EA Labels president Frank Gibeau told GamesIndustry International that SimCity’s online requirement was born out of the creative vision of Maxis’ development team, not the “evil suits at EA.”

Gibeau likens SimCity to an MMO, and has harsh words for DRM controls. “DRM is a failed dead-end strategy; it's not a viable strategy for the gaming business. So what we tried to do creatively is build an online service in the SimCity universe and that's what we sought to achieve,” he told GamesIndustry International in a wide-ranging interview at this week's Game Developers Conference.

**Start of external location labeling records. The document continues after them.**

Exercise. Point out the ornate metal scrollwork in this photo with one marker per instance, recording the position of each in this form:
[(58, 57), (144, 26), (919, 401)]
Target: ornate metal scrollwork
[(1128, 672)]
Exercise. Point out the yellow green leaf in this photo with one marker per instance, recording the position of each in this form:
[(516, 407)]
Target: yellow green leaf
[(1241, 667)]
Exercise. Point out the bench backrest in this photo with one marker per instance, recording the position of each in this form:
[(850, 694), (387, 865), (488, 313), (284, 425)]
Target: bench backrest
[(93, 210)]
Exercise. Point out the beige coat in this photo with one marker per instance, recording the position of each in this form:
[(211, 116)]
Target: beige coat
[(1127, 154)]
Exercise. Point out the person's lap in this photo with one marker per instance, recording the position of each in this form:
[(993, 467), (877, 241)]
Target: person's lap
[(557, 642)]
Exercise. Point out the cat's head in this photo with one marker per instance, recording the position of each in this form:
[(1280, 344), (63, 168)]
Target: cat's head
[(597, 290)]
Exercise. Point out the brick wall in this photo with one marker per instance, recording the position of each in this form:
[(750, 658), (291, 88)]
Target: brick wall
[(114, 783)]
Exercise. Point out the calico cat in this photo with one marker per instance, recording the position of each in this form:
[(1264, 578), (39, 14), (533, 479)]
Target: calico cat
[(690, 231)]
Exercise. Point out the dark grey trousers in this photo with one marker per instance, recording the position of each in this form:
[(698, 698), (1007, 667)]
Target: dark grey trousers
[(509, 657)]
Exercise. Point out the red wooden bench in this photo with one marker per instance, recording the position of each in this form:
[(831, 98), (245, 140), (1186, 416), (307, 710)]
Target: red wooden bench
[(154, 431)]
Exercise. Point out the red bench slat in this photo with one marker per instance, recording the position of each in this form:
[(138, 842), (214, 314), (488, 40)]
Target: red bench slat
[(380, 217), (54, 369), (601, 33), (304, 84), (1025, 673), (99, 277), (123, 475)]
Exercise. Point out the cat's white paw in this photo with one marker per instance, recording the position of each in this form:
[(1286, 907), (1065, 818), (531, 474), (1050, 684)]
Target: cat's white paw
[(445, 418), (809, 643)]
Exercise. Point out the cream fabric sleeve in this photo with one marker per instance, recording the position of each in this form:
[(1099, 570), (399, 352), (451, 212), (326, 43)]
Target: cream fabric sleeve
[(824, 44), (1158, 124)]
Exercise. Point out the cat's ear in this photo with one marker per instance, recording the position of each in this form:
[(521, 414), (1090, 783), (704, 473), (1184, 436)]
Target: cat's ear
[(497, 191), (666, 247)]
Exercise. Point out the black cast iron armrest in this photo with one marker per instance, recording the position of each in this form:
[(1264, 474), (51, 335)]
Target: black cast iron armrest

Not to keep banging on Electronic Arts over the problems SimCity faced in both design and online infrastructure, but the distinction Gibeau is drawing seems disingenuous. Does an online requirement magically stop being DRM and become an MMO when it has some minor gameplay attached to it?

For that matter, calling your game an MMO when you can only fully interact with three other players at a time and another 12 through more limited means is questionable. And no, passively connecting to global leaderboards and a basic commodity market doesn’t count.

Nonetheless, SimCity is “the fastest-selling and biggest SimCity we’ve ever built” according to Gibeau. For all those players’ sake, I hope Maxis is able to fix the crippling simulation-related problems that currently plague large cities even when the servers are functioning perfectly.

I’m still not over being angry at EA over the whole debacle. Can you tell?